Lalich Center website: exploratory research

UX Research Case Study

A website committed to supporting cult survivors in their recovery journey.

Project details

My role: UX Researcher (in collaboration with design, product and writing teams)

Type of Design: Exploratory research in creating a minimum viable product in first phase

Purpose (context): The Lalich Center was seeking to establish https://lalichcenter.org/ to create an online presence to complement their non-profit status and aid in their growth. The Lalich Center is one of the thought leaders in supporting cult survivors in their recovery journey through professional mental health services, community-based services and workshops.

You can click to navigate to the sections or scroll down for the process.

Objective: The Lalich Center needed a website that hosted relevant resources and brought awareness of their brand for cult survivors.

Duration: 3 months

Tools and Methods: Figma, Competitive analysis, User interviews

Research Goals

Our goals from the research were to better the cult survivor’s journey to the Lalich Center and to provide impactful and relevant resources.

Research questions:

1) What facilitates/signifies trust on a website that addresses issues of cults and coercive relationships?

2) What services are helpful and unhelpful for this community?

3) How do we build awareness and involvement about cults and coercive relationships with the wider community?

Competitor analysis

We conducted a competitor analysis of existing organizations providing similar services as the Lalich Center. We reviewed their target clients, mission, strengths and weaknesses of their website.

User interviews

Participant criteria:

  • Familiarity with the Lalich Center and their services

  • Comfortable in sharing about their experience seeking recovery services after leaving the cult

  • 18+ (as much age demographic as possible)

  • Sought out/seeking services for help on their own

*The Lalich Center helped us recruit survivors and professionals for interviewing. We interviewed 6 user interviews with cult survivors through Zoom.

Key insights & recommendations

We analyzed the interviews through affinity mapping in Figma. We surfaced the following insights and recommendations from these themes below.

For Survivors:

  1. Tone and language

Don’ts: No therapy jargon, over-imposing language, new age terminology

Do’s: Safe, trustworthy, provides autonomy and choice, compassionate, credibility in expertise

2. Fees & donations
Provide financial aid options (ex. sliding scale based on need/income), financial buy-in gained from services you pay for and transparency around where their money is going towards.

For those who navigated coercion, their finances were often managed and manipulated by someone else and had lack of transparency of their funds. One of the pillars of a trustworthy website is making sure people knew what their money is paying for which services and willing to work with your financial situation as people could be starting with a clean slate in their recovery journey.

3. Emotional support needs

Don’ts: Disorganized structure of events which can lead to unmoderated comments and actions, promoting status hierarchy through means of power and knowledge

Do’s: Safe social connections that perhaps facilitate similar exchange of experiences, strategies to reconnecting with families and friends, moderated group discussions

Workshops that have structure and moderation to mitigate conversations from being unhelpful. Workshops and courses should be led by trusted individuals vetted through the community and not by people who want to misuse their power. Survivors often feel isolated as their relationships with families and friends were neglected so workshops that provide strategies towards mending those relationships would be helpful.

4. Lalich Center services
Vetted participants and leaders, non-extensive course lists to give people the flexibility to opt out, no course pre-requisites, curated course navigation for specific recovery journeys.


Limitations and Reflections

I acknowledge that the sample size was smaller than ideally ~10-15 for interviews for qualitative insights.
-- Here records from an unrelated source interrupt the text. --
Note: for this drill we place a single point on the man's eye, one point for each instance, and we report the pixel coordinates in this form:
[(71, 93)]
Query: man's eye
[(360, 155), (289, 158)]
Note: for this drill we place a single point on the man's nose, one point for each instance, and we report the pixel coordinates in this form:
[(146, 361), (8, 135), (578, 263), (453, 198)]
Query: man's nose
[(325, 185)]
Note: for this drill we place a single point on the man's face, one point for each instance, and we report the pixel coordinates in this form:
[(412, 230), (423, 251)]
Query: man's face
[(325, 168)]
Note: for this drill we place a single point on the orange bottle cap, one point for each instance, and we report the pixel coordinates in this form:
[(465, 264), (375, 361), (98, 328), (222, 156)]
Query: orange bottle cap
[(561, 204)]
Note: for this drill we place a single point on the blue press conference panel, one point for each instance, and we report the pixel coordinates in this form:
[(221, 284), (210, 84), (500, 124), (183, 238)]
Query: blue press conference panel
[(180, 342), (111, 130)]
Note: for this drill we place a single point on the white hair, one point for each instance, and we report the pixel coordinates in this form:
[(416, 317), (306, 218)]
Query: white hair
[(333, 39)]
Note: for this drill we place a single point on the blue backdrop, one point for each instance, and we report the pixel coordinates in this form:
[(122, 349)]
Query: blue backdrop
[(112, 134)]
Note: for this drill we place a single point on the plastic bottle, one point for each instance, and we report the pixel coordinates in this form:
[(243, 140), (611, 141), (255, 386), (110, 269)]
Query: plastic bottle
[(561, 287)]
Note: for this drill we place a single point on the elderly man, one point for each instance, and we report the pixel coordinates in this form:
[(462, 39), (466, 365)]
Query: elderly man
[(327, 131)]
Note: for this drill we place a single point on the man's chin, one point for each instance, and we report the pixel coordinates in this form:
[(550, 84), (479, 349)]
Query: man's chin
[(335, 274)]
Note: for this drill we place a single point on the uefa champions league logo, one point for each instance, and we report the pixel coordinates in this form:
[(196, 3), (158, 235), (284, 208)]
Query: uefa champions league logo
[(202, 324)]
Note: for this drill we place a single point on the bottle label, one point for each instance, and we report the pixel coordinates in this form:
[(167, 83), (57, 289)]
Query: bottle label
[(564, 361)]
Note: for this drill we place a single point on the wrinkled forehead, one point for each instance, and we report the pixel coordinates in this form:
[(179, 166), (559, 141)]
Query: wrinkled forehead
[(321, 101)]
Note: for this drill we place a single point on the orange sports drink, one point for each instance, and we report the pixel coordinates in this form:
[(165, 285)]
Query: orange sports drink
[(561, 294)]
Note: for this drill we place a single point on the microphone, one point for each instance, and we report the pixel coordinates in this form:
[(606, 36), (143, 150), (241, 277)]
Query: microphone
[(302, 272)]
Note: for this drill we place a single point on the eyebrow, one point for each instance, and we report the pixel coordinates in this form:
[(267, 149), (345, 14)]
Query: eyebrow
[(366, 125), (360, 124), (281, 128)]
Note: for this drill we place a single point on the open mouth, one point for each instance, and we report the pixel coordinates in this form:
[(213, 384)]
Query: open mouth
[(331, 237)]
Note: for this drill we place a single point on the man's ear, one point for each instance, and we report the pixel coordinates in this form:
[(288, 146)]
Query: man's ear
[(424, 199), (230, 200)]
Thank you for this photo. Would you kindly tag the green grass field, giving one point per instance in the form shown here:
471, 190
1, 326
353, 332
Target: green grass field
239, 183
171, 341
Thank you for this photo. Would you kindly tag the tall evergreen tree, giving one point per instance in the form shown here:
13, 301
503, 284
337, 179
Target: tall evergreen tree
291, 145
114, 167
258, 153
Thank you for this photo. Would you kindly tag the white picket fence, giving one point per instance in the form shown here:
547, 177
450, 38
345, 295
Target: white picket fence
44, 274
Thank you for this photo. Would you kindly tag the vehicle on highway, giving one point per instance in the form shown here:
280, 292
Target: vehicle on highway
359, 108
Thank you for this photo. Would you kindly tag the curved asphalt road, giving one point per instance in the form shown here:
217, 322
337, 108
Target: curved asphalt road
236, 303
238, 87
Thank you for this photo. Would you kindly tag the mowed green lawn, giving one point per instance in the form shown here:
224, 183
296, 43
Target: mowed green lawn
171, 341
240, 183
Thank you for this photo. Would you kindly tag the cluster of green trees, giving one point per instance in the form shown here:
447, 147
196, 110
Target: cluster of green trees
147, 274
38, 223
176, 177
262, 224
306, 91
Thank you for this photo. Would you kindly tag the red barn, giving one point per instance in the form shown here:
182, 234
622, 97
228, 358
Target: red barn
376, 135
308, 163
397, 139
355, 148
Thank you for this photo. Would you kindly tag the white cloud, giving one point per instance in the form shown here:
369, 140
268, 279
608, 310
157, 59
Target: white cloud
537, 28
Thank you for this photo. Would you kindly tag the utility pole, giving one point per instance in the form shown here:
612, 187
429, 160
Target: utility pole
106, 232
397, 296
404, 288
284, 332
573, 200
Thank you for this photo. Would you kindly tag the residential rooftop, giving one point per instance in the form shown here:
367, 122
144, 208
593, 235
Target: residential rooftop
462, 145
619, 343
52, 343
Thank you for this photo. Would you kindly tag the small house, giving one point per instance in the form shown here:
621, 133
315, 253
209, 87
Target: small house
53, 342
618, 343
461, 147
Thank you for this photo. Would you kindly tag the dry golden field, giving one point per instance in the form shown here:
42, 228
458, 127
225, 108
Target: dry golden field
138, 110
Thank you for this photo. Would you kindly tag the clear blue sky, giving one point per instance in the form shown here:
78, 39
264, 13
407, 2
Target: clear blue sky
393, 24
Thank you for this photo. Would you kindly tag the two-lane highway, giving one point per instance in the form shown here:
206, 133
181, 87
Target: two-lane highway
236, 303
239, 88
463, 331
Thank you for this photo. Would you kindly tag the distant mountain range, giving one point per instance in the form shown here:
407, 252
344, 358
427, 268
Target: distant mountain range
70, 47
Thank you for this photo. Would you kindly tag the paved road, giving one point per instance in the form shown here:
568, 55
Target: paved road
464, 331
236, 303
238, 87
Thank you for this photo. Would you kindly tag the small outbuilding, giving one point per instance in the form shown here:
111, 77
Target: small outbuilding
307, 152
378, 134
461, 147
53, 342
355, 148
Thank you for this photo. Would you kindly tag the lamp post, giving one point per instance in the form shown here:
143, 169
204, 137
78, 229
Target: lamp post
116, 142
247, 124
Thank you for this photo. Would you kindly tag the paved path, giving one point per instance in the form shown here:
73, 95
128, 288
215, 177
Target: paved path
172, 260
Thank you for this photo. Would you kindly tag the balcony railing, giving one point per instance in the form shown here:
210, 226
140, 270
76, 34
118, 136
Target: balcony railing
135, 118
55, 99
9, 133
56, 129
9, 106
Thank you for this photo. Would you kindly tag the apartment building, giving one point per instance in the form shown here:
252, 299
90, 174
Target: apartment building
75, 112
We were operating within some tight timelines and also knew we were relying on the Lalich Center to recruit people who would be interested in sharing about their journey in discovering the Lalich Center, which may be a smaller group of people.

Earlier conversations with stakeholders about their target audience can instill biases regarding survivors’ needs and pain points. Although eliminating biases isn’t always possible, we incorporated safeguards to reduce bias by having a separate person code one interview they were not involved in moderating alongside the researcher moderating.